Dopo la barca de Il coltello nell’acqua (1962) e il primo dei suoi appartamenti del terrore (quello di Repulsion, cui seguiranno i condomini di Rosemary’s Baby e L’inquilino del terzo piano), Polanski inscena un “divertissement mortale” in riva al mare, capofila di una lunga serie che include la commedia Che? (1972), il dramma psicologico La morte e la fanciulla (1994) e il recente thriller The Ghostwriter (2010). Il livello di claustrofobia cambia da film a film, ma l’idea di fondo – una villa su una scogliera, o comunque isolata dal resto del mondo – resta. E il titolo del film, Cul de sac, è tutto un programma. Prodotta da Gene Gutowski (sodale di Polanski anche in occasione di Per favore non mordermi sul collo e Il pianista), la pellicola vanta un quartetto di protagonisti strepitosi.
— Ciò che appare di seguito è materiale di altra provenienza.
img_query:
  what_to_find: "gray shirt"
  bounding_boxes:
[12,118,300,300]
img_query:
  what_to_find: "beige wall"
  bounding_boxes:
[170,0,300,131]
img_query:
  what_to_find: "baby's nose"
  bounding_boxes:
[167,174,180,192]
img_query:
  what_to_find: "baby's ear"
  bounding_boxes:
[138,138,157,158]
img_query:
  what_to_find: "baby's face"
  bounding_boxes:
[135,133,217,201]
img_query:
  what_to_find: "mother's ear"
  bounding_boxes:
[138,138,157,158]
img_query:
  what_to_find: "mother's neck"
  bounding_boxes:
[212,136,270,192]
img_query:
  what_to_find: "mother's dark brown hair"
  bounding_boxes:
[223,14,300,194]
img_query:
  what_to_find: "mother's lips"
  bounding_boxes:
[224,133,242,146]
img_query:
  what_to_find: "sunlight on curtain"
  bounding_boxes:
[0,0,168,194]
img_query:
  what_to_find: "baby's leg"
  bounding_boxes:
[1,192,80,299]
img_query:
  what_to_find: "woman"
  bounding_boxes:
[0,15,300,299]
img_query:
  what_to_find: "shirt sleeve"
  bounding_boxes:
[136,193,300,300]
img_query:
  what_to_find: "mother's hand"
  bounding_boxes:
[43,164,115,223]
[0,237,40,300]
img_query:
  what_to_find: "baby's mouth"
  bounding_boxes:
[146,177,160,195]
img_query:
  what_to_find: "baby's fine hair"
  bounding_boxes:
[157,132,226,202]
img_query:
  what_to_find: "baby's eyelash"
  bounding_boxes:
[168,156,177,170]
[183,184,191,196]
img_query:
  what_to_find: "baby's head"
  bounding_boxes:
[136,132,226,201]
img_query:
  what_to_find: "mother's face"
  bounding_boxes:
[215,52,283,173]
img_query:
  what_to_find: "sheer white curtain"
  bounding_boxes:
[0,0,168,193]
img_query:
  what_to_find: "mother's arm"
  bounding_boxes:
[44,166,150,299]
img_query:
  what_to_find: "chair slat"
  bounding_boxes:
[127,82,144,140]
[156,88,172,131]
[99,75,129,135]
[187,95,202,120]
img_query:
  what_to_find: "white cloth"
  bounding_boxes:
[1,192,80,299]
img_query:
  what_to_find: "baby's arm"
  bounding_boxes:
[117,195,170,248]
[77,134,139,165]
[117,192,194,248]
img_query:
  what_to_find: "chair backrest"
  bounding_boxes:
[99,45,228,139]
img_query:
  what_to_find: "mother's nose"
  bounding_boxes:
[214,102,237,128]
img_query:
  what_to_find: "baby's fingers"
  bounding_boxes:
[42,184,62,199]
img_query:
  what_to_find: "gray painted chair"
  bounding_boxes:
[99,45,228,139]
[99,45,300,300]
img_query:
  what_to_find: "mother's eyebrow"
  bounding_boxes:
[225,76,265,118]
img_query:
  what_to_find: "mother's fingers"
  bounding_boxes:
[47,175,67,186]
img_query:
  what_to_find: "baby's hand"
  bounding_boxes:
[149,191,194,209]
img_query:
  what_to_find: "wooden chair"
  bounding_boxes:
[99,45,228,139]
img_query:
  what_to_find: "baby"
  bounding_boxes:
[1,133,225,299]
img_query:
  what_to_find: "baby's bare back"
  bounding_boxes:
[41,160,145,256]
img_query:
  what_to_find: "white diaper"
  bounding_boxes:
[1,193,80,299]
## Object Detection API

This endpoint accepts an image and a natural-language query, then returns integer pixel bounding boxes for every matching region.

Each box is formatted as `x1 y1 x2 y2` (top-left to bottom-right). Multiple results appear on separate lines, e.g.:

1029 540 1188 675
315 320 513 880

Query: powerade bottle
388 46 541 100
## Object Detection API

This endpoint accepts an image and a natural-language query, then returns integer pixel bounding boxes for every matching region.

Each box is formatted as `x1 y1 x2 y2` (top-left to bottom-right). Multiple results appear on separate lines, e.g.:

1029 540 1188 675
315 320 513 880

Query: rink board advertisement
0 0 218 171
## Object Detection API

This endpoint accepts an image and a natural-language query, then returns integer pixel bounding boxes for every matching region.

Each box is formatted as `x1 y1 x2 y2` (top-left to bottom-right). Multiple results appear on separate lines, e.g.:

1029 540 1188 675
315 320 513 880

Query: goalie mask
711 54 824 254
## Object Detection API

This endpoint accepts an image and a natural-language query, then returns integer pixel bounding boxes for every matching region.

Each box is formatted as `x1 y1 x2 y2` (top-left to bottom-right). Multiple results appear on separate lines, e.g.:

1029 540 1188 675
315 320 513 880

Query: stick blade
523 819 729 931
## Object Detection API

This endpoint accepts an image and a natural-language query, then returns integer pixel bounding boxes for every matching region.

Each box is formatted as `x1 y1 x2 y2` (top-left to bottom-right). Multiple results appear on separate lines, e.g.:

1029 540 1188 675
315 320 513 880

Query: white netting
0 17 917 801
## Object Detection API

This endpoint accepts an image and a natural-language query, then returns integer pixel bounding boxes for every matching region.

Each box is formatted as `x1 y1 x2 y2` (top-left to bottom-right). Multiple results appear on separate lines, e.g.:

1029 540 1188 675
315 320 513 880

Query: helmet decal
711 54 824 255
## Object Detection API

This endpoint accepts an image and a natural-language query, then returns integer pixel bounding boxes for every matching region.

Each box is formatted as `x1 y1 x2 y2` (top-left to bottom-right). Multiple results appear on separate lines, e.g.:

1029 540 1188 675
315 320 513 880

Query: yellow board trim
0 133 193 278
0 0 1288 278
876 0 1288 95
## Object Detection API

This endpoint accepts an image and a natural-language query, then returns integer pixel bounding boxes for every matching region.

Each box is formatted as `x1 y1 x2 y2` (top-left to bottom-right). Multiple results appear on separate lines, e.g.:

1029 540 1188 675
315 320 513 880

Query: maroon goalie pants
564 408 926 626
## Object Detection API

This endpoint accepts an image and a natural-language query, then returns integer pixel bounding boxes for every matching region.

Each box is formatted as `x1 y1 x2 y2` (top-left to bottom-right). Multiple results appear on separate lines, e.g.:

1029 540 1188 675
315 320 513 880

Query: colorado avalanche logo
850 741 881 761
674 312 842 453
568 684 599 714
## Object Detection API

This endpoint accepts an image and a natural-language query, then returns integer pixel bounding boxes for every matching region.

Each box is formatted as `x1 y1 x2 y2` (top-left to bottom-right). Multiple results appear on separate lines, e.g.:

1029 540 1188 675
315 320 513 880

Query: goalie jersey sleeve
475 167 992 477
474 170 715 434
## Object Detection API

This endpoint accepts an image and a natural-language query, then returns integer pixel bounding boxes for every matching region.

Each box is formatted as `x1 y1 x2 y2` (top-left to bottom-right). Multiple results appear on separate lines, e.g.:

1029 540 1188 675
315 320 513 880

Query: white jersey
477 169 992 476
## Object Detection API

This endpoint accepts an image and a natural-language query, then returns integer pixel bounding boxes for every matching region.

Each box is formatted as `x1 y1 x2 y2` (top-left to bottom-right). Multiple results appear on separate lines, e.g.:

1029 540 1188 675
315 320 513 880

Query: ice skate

Abbiamo da un lato Donald Pleasence nei panni del maritino George (più volte apostrofato come “fairy” o “queer”, e persino scambiato per una donna da un Albie ormai delirante), unico abitante dell’isola insieme alla bellissima Teresa (Françoise Dorléac, sorella maggiore della Deneuve purtroppo destinata a morire in un incidente d’auto pochi mesi più tardi), dall’altro due criminali da strapazzo: il magrolino Albie (Jack McGowran, famoso attore beckettiano nonché futuro professor Abronsius nel “ballo dei vampiri”) e il robusto Richard, un Lionel Stander più sanguigno, newyorkese ed elementale che mai.
E poi c’è Katelbach, il capobastone a cui Richard telefona affinché venga a prenderli. Evocato ma assente, Katelbach è il Godot di questo scherzaccio da prete, non a caso il titolo tedesco del film è Wenn Katelbach kommt… (‘quando arriva Katelbach’) e per completismo va detto che Katelbach è anche il cognome dell’attore che recita con Polanski ne Le gros et le maigre (1961). Cul de sac rappresenta l’ultima occasione in cui il regista polacco riesce a trasferire sullo schermo lo spirito libero e selvaggio dei suoi cortometraggi di esordio, prima di sottostare, volente o nolente, a logiche industriali di vario genere. Il tutto senza appesantire affatto la narrazione, o renderla incomprensibile. Lo dimostrano non solo l’incredibile piano sequenza di otto minuti ambientato sulla spiaggia, con tre personaggi e persino il passaggio di un aereo (previsto dalla sceneggiatura), ma anche le scene esilaranti che vedono l’arrivo dei borghesissimi “ospiti”, con il gangster sequestratore trattato come un maggiordomo dalla vendicativa Teresa. Circo volante puro… con tre anni buoni di anticipo rispetto alla nascita dei Monty Python. Questo bel gingillo nero come la pece e grasso come la risata di Lionel Stander si aggiudicò l’Orso d’oro a Berlino nel 1966, battendo Masculin feminin di Godard e Divieto di caccia alle volpi di Peter Schamoni (il film simbolo del Nuovo Cinema Tedesco insieme a La ragazza senza storia di Kluge), e al pari del castello di Lindisfarne è rimasto perfettamente intatto, graffiante e sornione come la sera della prima. L’edizione in dvd a marchio Pulp video, zona 2, rispetta tutti gli standard audio e video e per quanto riguarda gli extra concede il minimo sindacale. Da non perdere il trailer in inglese.